The seminar will helped students to:

  • Gain an intellectual understanding of negotiators’ behaviour and central concepts in negotiation as they apply in the urban policy-making environment;
  • Improve their ability to analyse conflict situations and learn how to develop a toolkit of valuable skills, strategies, and approaches;
  • In specific, learn how climate change stakes can be confronted and integrated to other contradictory injunctions.
     

Thematic workshops: design fiction, agriculture and digital transition

Students from the Master Regional and Urban Strategy (STU) took part in one of three themed workshops, each dealing with different issues in territorial and urban governance:

   

Urban/territorial design fiction workshop - "Using fiction to imagine the cities and territories of the future" 

This workshop explored the future of cities and regions using fiction as a tool for collective reflection. By combining foresight, creativity, and storytelling, participants imagined future scenarios to better understand their practical implications for the management and design of urban and regional spaces.

Workshop led by Guillermo Martin, consultant, teacher, speaker, author.
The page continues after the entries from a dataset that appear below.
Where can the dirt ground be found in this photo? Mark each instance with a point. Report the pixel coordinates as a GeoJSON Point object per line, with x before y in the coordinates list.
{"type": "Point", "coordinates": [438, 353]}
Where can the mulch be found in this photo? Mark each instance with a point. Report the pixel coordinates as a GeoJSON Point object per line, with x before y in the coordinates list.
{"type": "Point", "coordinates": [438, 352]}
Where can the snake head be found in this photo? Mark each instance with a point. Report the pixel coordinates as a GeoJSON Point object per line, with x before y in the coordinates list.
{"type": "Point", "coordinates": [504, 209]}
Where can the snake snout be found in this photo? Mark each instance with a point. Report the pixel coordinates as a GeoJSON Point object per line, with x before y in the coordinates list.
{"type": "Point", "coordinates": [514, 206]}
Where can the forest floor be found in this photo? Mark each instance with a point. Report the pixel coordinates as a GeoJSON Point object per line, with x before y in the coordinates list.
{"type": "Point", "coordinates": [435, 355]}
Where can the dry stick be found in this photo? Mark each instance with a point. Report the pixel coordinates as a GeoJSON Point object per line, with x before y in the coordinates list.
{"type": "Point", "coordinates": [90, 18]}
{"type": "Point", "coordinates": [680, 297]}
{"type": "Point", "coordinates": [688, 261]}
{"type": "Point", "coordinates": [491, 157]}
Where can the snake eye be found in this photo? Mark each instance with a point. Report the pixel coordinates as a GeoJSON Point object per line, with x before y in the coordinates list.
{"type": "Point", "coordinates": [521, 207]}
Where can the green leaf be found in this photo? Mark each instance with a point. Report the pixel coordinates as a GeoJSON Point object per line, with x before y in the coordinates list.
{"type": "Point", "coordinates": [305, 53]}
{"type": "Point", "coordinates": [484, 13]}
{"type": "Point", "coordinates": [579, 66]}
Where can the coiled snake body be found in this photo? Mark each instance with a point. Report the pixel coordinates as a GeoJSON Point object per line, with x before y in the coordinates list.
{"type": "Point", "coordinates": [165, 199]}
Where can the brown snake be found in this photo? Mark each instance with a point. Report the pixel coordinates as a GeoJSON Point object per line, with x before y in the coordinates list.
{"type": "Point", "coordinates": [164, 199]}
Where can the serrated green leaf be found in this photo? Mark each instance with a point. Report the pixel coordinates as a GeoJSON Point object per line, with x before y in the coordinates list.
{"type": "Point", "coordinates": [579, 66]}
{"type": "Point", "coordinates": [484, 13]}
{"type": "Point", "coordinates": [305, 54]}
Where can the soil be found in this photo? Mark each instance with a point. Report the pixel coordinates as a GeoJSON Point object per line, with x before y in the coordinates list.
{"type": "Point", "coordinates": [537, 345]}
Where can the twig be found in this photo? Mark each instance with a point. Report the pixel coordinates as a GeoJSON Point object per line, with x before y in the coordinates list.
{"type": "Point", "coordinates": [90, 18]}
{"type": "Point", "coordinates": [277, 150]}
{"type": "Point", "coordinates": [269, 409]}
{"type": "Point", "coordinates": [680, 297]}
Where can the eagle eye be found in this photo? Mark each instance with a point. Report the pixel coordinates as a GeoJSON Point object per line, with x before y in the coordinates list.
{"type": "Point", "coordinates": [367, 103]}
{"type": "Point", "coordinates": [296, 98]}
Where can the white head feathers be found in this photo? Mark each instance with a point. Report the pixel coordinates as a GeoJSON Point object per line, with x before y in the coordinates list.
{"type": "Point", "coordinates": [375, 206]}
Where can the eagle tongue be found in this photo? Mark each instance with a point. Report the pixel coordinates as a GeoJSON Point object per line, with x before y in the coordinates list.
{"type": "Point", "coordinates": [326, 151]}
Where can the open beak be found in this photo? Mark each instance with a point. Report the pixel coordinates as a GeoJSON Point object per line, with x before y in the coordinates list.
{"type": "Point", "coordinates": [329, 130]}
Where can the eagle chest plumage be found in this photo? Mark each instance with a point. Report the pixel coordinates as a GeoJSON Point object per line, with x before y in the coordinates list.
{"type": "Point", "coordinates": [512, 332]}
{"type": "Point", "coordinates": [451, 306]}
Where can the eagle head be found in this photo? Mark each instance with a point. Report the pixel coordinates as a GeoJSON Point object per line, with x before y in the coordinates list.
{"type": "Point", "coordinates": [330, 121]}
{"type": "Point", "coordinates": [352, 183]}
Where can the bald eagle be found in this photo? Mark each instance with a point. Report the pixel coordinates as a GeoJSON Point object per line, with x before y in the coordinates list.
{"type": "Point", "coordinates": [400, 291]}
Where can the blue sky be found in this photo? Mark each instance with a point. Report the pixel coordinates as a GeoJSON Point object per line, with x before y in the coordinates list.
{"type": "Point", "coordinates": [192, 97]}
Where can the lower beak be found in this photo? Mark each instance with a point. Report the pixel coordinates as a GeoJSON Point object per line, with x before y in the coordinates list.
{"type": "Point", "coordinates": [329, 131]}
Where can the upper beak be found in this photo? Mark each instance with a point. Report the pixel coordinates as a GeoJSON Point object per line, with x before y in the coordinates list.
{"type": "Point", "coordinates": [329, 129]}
The challenges and levers of agricultural transition in the regions 

During this workshop, the students addressed the challenges of agricultural transition in rural and peri-urban areas. After analysing current issues, they worked on an agro-ecological diagnosis. They explored practical solutions, in particular the role of local authorities in financing this transition, illustrated by the case of the Ferme de l'Envol in the Île-de-France region.

Workshop led by Sophie Pons, Training and Agroforestry Director at Fermes d'Avenir.

Digital platforms and regulation 

This workshop highlighted the growing role of digital technologies and data in economic dynamics. Using the concepts of 'platform capitalism' and 'surveillance capitalism', participants considered the social, economic and political implications of digital platforms and the issues involved in regulating them.

Workshop led by Manon Laugaa, post-doctoral researcher at the Urban School.

Inaugural conference: how can cooperatives facilitate the ecological transition and meet local needs?

The students of the Master's in Regional and Urban Strategy began their pre-term week with an inaugural conference on the cooperative model, which is highly developed in the agricultural world and has been deployed in new sectors of activity for the past twenty years. This model presents a real alternative to traditional business models by involving several stakeholders and differentiating itself through its strong territorial roots. 

The speaker, Catherine El Arouni, is a graduate of Sciences Po and HEC, she has spent the last twenty years or so at the helm of some of the world's leading social economy organisations, both associations and foundations (WWF and Restos du Cœur) and cooperatives (Enercoop). She steers the transformation and evolution of organisations by involving volunteer and staff, having developed diversified managerial practices in both the private sector and the SSE world. She has mastered the various components of Corporate Social Responsibility, working the social, environmental and societal fields. Because of her role, questions of governance are also at the heart of her day-to-day work.